Alan Greenspan told the Senate this week the war's the thing. The growing prospect of a war with Iraq has damped business investment and made businesses reluctant to hire new workers; therefore the economy is weak. Growth will rebound when the Iraq conflict is over. It's too soon for Congress to consider the President's stimulus package. Besides, tax cuts that increase deficits are a bad idea anyway. We need fiscal discipline.

Apparently Alan has forgotten that the economy has been stinking it up for more than two years. As much as we would like to blame it all on Saddam Hussein, it is actually the Fed that's causing the problem. Physician heal thyself.

I'm not denying that an impending war is a deterrent to major spending decisions. No rational business manager would commit to an expensive investment project on the eve of war. The option of waiting a few weeks to see what happens-finance professors call it a real option-is just too valuable to give up.

And it's not just business managers. Scott Rasmussen's (www.scottpolls.com) daily opinion polls-more current than the Conference Board- show both consumer and investor confidence at their lowest levels since October, 1981 as well. This weeks data show investors prefer real estate to equities by a 66% to 21% margin, up from 60% to 32% before the war drums started.

When the war drums stop everyone can exhale and people can make economic decisions again. My point is simply that we should not expect a rebound to strong growth because there was no bound in the first place. The economy still suffers from the problem that caused the recession in the first place, tight credit and slow revenue growth.

Tight credit has been a problem since the fall of 2000 when the Fed and Controller tightened the screws on bank lending to protect the banks from losing money in the weakening telecom, cable and technology industries. Unfortunately, it is easier to squeeze a small manufacturer or service company, which has good inventory and receivables, than a cable company, which has buried the money under the street in front of your house. That's why the brunt of the recession fell on mid-size private companies, where bank loans today have fallen $135 billion (9%) over the past two years.

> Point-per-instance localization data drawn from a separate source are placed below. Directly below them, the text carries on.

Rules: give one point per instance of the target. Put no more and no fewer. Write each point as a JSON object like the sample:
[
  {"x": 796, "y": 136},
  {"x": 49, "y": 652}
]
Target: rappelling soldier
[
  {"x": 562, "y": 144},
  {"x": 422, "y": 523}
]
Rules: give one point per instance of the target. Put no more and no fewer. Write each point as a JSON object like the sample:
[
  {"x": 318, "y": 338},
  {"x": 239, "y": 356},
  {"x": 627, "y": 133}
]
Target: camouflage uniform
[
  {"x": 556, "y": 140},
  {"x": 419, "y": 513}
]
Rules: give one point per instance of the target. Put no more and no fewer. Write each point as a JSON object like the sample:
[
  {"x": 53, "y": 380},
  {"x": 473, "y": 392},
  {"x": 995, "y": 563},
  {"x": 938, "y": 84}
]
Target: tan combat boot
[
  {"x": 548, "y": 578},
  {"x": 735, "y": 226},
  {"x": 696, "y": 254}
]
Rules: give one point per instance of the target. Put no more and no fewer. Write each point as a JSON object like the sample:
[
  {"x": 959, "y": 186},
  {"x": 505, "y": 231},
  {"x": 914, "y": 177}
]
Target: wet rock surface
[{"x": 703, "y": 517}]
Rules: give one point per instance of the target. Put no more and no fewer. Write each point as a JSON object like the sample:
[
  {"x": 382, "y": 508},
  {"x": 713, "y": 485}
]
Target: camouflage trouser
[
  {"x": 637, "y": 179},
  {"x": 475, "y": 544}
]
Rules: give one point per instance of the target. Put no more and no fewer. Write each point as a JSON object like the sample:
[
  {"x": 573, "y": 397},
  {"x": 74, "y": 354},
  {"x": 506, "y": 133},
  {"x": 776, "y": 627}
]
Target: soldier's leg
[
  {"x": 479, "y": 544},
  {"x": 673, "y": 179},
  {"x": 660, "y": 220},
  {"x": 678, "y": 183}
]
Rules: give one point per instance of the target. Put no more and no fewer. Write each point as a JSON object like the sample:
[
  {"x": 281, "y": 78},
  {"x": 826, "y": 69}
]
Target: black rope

The Fed has the ability to reverse this by adding bank reserves-they have not done so to date. The second problem is low revenue growth for most companies, which the press has dubbed weak pricing power. Revenue for the average company can't grow faster than nominal GDP, which is streaking currently along at about 3% per year, less than productivity growth. Most of this growth is concentrated in service companies-revenue for goods producers and distributors is flat or falling. That's why the auto companies have to discount prices and offer zero interest loans to sell cars. And that's why so many companies cite disappointing revenue growth as the reason for weak earnings.

The Fed can and should increase nominal GDP growth to a number higher than productivity growth so goods prices stop falling. Only then will we see a rebound in capital spending. It would be even better if this growth increase could coincide with the successful conclusion of the war and the signing of the dividend tax cut.

Lack of credit, falling prices, and war risk have combined to keep stock prices far below intrinsic values, and have pushed Treasury yields too low. Markets may sell off again in the coming weeks in the final run-up to war. It will be up to the Fed how rapidly the economy and the stock market rebound after that.